1. Field of the Invention
This invention relates to latch mechanisms for doors and in particular to door latch mechanisms comprising a latch retraction bar.
2. Description of the Related Art
Door locking mechanisms and security doors to prevent theft or vandalism have evolved over the years from simple doors with heavy duty locks to more sophisticated egress and access control devices. Hardware and systems for limiting and controlling egress and access through doors are generally utilized for theft-prevention or to establish a secured area into which (or from which) entry is limited. For example, retail stores use such secured doors in certain departments (such as, for example, the automotive department) which may not always be manned to prevent thieves from escaping through the door with valuable merchandise. In addition, industrial companies also use such secured exit doors to prevent pilferage of valuable equipment and merchandise.
One type of a commonly used exit device is a push bar or push rail (“push bar”) actuated latch retraction device installed on the inside of a door. When sufficient pressure is applied to the bar it depresses causing the door latch to retract from the door frame, allowing the door to be opened. These types of exit devices are typically required by fire or building codes and are used in public buildings where many people may be gathered. The devices allow for safe and quick egress from inside of the building, such as in the case of an emergency. These devices allow for this egress while keeping the door locked to those trying to enter the building from the outside.
U.S. Pat. No. 6,116,661 describes an electric dogging mechanism for a push bar exit device consisting of slidable plate and armature which are attracted to an electric coil when the coil is energized. The slidable plate is connected to a push bar mechanism. After the push bar is depressed, retracting the exit device latch, the coil is energized attracting and holding the armature to the coil. This holds the push bar depressed and the latch retracted by the connection of the slidable plate to the push bar mechanism.
Electrically operated push bar exit devices can also be used in applications where they can be operated by a card reader or keypad from outside to allow access through a door that also serves as an exit bar latch retraction device from inside. Other applications allow for these devices to allow operation with power door operators, allowing the latch to retract on command such as through a timed schedule. These timed schedules can be implemented at facilities that operate on a fixed schedule, such as schools.

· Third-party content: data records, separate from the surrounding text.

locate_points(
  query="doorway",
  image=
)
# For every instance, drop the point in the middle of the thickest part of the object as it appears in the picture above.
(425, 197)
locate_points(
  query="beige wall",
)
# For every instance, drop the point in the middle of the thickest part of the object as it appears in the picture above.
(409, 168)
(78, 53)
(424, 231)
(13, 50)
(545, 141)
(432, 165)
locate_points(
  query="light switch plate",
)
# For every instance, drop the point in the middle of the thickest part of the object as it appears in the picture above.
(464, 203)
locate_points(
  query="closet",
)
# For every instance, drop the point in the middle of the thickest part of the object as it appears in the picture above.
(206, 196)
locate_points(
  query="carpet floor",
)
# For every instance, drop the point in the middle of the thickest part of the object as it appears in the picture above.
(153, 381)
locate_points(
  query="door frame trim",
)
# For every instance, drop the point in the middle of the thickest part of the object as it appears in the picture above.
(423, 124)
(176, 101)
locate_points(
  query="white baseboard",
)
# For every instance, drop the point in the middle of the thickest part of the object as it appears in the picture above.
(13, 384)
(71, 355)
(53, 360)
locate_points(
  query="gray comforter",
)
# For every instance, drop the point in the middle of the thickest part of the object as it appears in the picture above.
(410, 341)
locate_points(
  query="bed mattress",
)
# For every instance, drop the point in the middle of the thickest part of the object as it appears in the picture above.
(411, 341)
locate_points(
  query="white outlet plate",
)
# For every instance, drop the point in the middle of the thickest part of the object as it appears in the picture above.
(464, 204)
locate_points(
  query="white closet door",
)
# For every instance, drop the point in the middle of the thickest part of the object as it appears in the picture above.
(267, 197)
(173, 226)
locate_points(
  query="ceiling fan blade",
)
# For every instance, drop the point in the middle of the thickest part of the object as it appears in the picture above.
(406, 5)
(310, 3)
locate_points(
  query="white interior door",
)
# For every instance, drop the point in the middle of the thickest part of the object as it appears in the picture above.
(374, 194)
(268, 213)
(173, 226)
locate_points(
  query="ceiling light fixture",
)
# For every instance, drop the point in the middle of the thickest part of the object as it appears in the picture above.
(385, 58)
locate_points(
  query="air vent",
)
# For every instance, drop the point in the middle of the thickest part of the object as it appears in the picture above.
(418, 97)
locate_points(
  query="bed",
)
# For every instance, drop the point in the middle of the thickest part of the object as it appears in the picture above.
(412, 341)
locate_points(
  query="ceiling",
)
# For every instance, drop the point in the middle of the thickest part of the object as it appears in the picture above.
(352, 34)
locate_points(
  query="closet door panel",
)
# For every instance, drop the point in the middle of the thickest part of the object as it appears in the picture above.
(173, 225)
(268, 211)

Some current implementations of these electric exit devices utilize solenoids to retract the latch bolt, which can require a relatively high operating current to reliably retract the latch bolt and overcome initial friction. Another current implementation uses a motor to retract the latch bolt, with the motor pulling back the bar which causes the latch bolt to retract. A switch can be included to detect when the bar reaches the fully retracted position, at which point the motor is turned off. In this design, the motor does not shut off until the push rail is fully retracted as sensed by the switch. Internal components of the exit device can bind or otherwise prevent the motor from fully retracting the latch bolt. This causes the motor to overwork and produces a continuous drive to the motor which can ultimately burn it out.

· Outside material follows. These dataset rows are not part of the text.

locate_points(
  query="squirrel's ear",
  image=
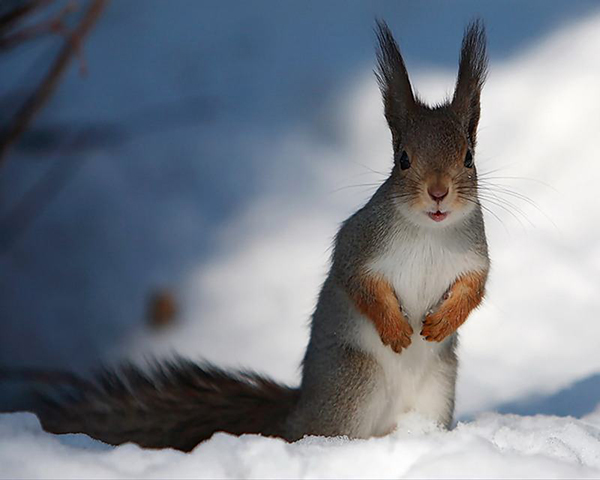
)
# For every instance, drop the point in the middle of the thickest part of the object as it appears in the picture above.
(398, 99)
(472, 71)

PCT International Publication No. WO 2008/010876 A2 to Sargent teaches that a stepper motor type linear actuator can be used and the retraction distance can electronically be controlled by counting the rotational steps of the motor. This electronic monitoring or “rotation counting” is claimed to be superior to having a fixed switch controlling the motor function however it is simply a means of eliminating the separate monitor switch and still suffers the same susceptibility to failure from wear of mechanical parts through the life of the device. The electronic user adjustable latch control can create more of an opportunity for device problems through miss adjustment. The means of holding the latch and linear actuator in the retracted position is accomplished by electronically holding the stepper motor in the actuator in a “stalled mode”. This requires that the motor remains powered.
PCT International Publication WO 2006/015769 to Dorma also discloses a means of retracting the latch through linear movement. There is no mention of how the patented mechanism would be held in the retracted position.